Heeseung
Acaba hemen mi açılsam? Yoksa bir saat sonra mı? Bence hemen açılayım yoksa beni uyku tutmaz! Totem yapayım da kabul etsin. Kabul eder, lütfen etsin!
"Cheonsa, bir şey konuşabilir miyiz?"~Heeseung
"Ah, tabii buyur."-Cheonsa
"Şey... Ben.. Senden... Ben..." ~Heeseung
"Sen ne? Söyle ar-"~Cheonsa
Yanağını öptüm.... Neden yaptım? Sormayın bilmiyorum.
Ellerini tutup konuşmaya başladım; "Ben senden hoşlanıyorum, yalvarırım sevgilim ol, seni mutlu ederim, öküzlük yapmam, bir dediğini ikiletmem. Niye? Çünkü seni çok seviyorum."
"Heeseung... Ben... Ben... Tamam, kabul ediyorum!"~Cheonsa
Ben yanlış duydum galiba.... Bayılıcam mutluluktan.
Direk sarılmıştım.
Balam
Odaya çıkıp uyumayı düşünüyordum, tabii abim izin verse. İnsan bu kadar kendinden razı olur mu?
"Allah'ım, çok yakışıklıyım. Yani kız olsam yine bana aşık olurum, Balam, uyuyor musun?" Sunghoon
"Yok, ne uyuması? Dans ediyorum yatakta. Yani evet, istiyorum uyumak- Ya of, uykum kaçtı!"
"Ben ne yaptım, bana niye bağırıyon?! Hem ben mi dedim uyku kaç diye!?"-Sunghoon
"Ay neyse ne! Ben Saebyeok unnie'nin yanına gidiyorum."~Balam
"Prensesim unnie'ni odaya çağır, tanışayım onunla. "~Sunghoon
"Kendim zaten o- tamam ok çağırırım"-
Aslında Jungwon'u görmek istiyordum, o yüzden gidicektim, abimin onu çağırması iyi oldu. Odadan çıkıp, onların odasını bulup, içeri girmiştim. Jungwon uyuyor, Saebyeok unnie ise koltukta oturmuştu. Jungwon uyanmasın diye fısıltı ile konuşuyordum.

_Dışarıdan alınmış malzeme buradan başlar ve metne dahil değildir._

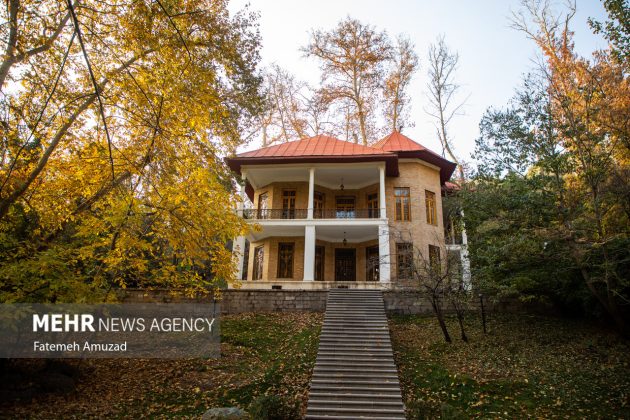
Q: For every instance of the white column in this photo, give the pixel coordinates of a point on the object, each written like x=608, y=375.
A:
x=384, y=254
x=381, y=195
x=243, y=196
x=466, y=276
x=309, y=253
x=238, y=246
x=311, y=192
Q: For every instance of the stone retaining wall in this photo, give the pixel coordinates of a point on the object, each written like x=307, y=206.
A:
x=396, y=301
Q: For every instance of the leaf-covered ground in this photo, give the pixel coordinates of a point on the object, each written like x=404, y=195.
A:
x=524, y=367
x=261, y=354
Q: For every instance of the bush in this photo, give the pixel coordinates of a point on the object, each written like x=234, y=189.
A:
x=273, y=407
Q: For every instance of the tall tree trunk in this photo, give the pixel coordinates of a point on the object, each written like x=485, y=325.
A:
x=440, y=317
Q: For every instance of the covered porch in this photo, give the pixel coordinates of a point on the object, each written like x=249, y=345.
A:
x=320, y=256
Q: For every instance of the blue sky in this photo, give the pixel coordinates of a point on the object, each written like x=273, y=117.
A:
x=493, y=56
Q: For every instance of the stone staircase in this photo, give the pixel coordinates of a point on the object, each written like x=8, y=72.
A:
x=355, y=376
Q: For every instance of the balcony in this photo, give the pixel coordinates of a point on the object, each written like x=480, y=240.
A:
x=279, y=214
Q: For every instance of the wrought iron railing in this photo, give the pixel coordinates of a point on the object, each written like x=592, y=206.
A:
x=346, y=214
x=266, y=214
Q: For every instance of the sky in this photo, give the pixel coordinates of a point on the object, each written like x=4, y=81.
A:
x=492, y=56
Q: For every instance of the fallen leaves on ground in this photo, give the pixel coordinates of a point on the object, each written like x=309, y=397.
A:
x=526, y=366
x=271, y=353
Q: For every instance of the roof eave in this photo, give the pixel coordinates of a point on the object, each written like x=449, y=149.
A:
x=390, y=159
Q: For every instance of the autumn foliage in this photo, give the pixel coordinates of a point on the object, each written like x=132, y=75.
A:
x=114, y=120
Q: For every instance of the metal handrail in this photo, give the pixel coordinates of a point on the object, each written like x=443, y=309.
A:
x=266, y=214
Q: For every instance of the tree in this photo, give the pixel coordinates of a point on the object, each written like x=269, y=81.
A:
x=435, y=274
x=616, y=29
x=287, y=106
x=442, y=94
x=590, y=103
x=104, y=180
x=405, y=64
x=352, y=58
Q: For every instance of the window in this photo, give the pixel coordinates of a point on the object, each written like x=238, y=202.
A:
x=285, y=260
x=245, y=260
x=318, y=205
x=404, y=254
x=372, y=263
x=288, y=204
x=263, y=205
x=259, y=256
x=319, y=262
x=402, y=202
x=434, y=259
x=373, y=206
x=429, y=198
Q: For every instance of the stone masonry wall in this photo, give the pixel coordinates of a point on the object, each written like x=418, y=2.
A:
x=396, y=302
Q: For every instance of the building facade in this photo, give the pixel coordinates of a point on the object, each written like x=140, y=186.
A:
x=329, y=213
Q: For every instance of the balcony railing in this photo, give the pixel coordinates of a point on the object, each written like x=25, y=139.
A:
x=264, y=214
x=346, y=214
x=271, y=214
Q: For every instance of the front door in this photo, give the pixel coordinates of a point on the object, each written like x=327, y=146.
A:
x=372, y=263
x=345, y=264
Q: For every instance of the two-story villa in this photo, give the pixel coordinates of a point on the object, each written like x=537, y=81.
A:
x=333, y=213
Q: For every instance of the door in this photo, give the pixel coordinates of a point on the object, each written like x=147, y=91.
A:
x=318, y=205
x=373, y=209
x=288, y=204
x=372, y=263
x=263, y=206
x=345, y=264
x=319, y=262
x=345, y=207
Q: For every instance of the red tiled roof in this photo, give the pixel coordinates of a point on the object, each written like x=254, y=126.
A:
x=398, y=142
x=314, y=146
x=329, y=149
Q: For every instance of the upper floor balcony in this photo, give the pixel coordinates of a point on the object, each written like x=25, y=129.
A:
x=352, y=192
x=275, y=214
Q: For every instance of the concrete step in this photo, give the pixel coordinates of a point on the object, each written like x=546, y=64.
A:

"Unnie abim seni çağırıyor, gelsin tanışalım falan diyor, hadi git."~Balam
"Beni mi? Ama- her neyse gidiyorum ben, hadi bakalım ne gelecek başımıza" ~Saebyeok
O odadan çıkınca yatağın kenarına oturdum. Uzun zaman sonra ilk kez birine aşık olmuştum galiba. Aşık olduğum kişi de vampir! Acaba nasıl yaşayacaktık vampirler ve insanlar? Ona karşı olan duygularım değişir mi? Ya da o değişir mi? Kafamda gereğinden fazla düşünce vardı. Neyse, yüzümü Jungwon'a taraf döndürüp onu izlemeye başladım, uyurken bile tatlıydı. Uyansa beni başında görse sapık olduğumu düşünürdü, hay şom ağzımı. Onun uyanması ile yere yapışmıştım. Klasik şey artık yerle aramdaki bağ bu.
"Balam, iyi misin? Burada napıyosun? Beni izliyordun?"-Jungwon
Aniden gülmeye başladım, saçı başı birbirine karışmıştı, oysa bana böyle bakıyordu:
Delirmedim ki!
"Galiba iyi değilsin."~Jungwon
"Yok yok, iyiyim. Sadece çok tatlı, komik görünüyordun ona güldüm"~Balam
"Ha tamam, iyi bari. Sen neye gelmiştin?" Jungwon
"Abimden canımı kurtarıp, Saebyeok unnie'nin yanına gelecektim ama abim onu çağırınca gitti, bende oturup senin bebek gibi uyumanı izledim. Biliyor musun çok tatlı-"~Balam
Bekle.... BEN AZ ÖNCE NE DEDİM?! HAYIR, REZİL OLDUM! MALSIN BALAM, MAL!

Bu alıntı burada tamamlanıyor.